Zankapfel Zuwanderung

von Patrick Dümmler | September 2020
Die zahlenmässige Zuwanderung nur aufgrund der Personenfreizügigkeit (PFZ) ist vor allem konjunkturell getrieben. Aufgrund der demografischen Entwicklung benötigt die Schweiz erst recht Zuwanderung, um die Austritte der einheimischen Bevölkerung aus dem Arbeitsmarkt zu kompensieren.
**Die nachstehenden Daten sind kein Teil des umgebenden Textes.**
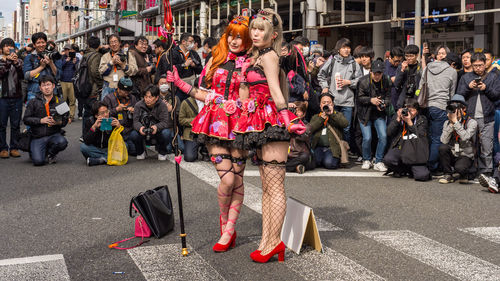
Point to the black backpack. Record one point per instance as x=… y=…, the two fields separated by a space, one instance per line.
x=81 y=80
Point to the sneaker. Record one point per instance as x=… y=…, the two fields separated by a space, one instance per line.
x=15 y=153
x=446 y=179
x=380 y=167
x=488 y=182
x=95 y=161
x=300 y=169
x=366 y=165
x=4 y=154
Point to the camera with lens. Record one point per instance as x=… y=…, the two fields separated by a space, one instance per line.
x=405 y=112
x=53 y=55
x=452 y=107
x=147 y=121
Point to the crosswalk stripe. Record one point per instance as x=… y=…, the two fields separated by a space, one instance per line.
x=49 y=267
x=165 y=262
x=255 y=173
x=488 y=233
x=446 y=259
x=330 y=265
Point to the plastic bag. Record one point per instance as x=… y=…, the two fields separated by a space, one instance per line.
x=117 y=151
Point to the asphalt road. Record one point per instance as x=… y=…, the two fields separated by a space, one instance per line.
x=60 y=218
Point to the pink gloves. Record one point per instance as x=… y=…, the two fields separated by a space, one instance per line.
x=285 y=116
x=174 y=77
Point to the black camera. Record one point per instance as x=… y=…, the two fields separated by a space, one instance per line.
x=52 y=55
x=405 y=112
x=452 y=107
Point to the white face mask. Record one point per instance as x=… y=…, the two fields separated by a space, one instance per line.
x=305 y=51
x=164 y=88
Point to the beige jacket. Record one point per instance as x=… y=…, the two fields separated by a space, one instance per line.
x=107 y=70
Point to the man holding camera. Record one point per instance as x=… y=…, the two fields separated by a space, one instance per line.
x=457 y=148
x=407 y=76
x=114 y=65
x=68 y=64
x=39 y=63
x=374 y=96
x=46 y=123
x=121 y=106
x=326 y=148
x=150 y=124
x=95 y=139
x=11 y=98
x=481 y=91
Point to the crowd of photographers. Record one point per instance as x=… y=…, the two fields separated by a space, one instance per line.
x=412 y=113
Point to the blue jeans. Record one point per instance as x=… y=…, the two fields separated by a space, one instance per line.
x=90 y=151
x=324 y=158
x=366 y=130
x=45 y=146
x=162 y=139
x=190 y=151
x=347 y=112
x=436 y=118
x=10 y=109
x=496 y=145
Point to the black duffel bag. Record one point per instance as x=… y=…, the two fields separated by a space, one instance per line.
x=156 y=208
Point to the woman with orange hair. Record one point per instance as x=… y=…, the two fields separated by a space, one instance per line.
x=219 y=88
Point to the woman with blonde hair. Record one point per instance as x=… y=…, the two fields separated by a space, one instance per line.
x=215 y=123
x=265 y=124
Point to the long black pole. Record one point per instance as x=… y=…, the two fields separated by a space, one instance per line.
x=177 y=152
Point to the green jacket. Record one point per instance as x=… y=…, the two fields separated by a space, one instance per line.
x=337 y=121
x=186 y=116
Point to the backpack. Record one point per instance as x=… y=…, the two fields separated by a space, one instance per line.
x=81 y=80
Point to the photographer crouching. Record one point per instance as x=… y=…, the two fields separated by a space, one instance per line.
x=46 y=123
x=324 y=144
x=150 y=124
x=408 y=126
x=457 y=150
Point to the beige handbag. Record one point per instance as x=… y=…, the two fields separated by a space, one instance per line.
x=344 y=147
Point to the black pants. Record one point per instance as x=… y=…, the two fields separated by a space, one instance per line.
x=392 y=160
x=302 y=159
x=461 y=164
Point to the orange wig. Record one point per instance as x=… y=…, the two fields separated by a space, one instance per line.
x=237 y=26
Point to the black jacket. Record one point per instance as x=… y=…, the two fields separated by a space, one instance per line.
x=96 y=138
x=112 y=102
x=16 y=69
x=159 y=115
x=178 y=59
x=395 y=129
x=488 y=97
x=366 y=111
x=405 y=80
x=35 y=111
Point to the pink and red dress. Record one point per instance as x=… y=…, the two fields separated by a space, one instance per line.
x=216 y=121
x=258 y=122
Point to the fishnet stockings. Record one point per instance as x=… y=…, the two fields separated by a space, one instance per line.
x=273 y=205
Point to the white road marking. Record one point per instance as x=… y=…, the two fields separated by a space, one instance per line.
x=312 y=265
x=489 y=233
x=50 y=267
x=444 y=258
x=255 y=173
x=165 y=262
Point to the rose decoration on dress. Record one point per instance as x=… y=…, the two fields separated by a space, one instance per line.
x=230 y=107
x=251 y=106
x=216 y=159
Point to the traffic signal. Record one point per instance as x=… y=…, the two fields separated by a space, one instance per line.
x=69 y=8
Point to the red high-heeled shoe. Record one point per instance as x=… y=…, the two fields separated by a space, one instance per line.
x=218 y=247
x=279 y=249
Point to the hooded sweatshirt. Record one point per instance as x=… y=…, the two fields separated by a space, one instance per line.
x=441 y=80
x=344 y=66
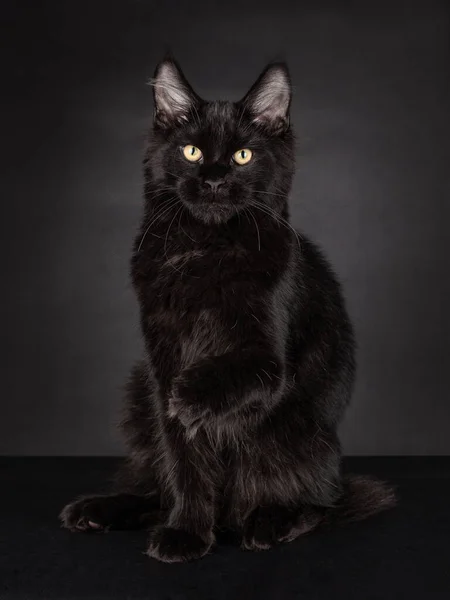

Laut dem Initiativkomitee der Begrenzungsinitiative (BGI), das gegen die Personenfreizügigkeit (PFZ) ist, wird die Schweiz von EU- und Efta-Ausländern überrannt. Insgesamt sei eine Million Personen in die Schweiz immigriert. Festzuhalten ist folgendes: Seit 2002 (bis 2018) – die PFZ wurde ab 2002 schrittweise eingeführt – wanderten 1'542'593 Personen aus dem EU/Efta-Raum in die Schweiz ein, 802'415 wanderten wieder aus, der Wanderungssaldo beträgt somit 740'178 Personen. Im Durchschnitt ergibt dies eine Nettozuwanderung von jährlich 43'539 Personen in die Schweiz (BFS 2019).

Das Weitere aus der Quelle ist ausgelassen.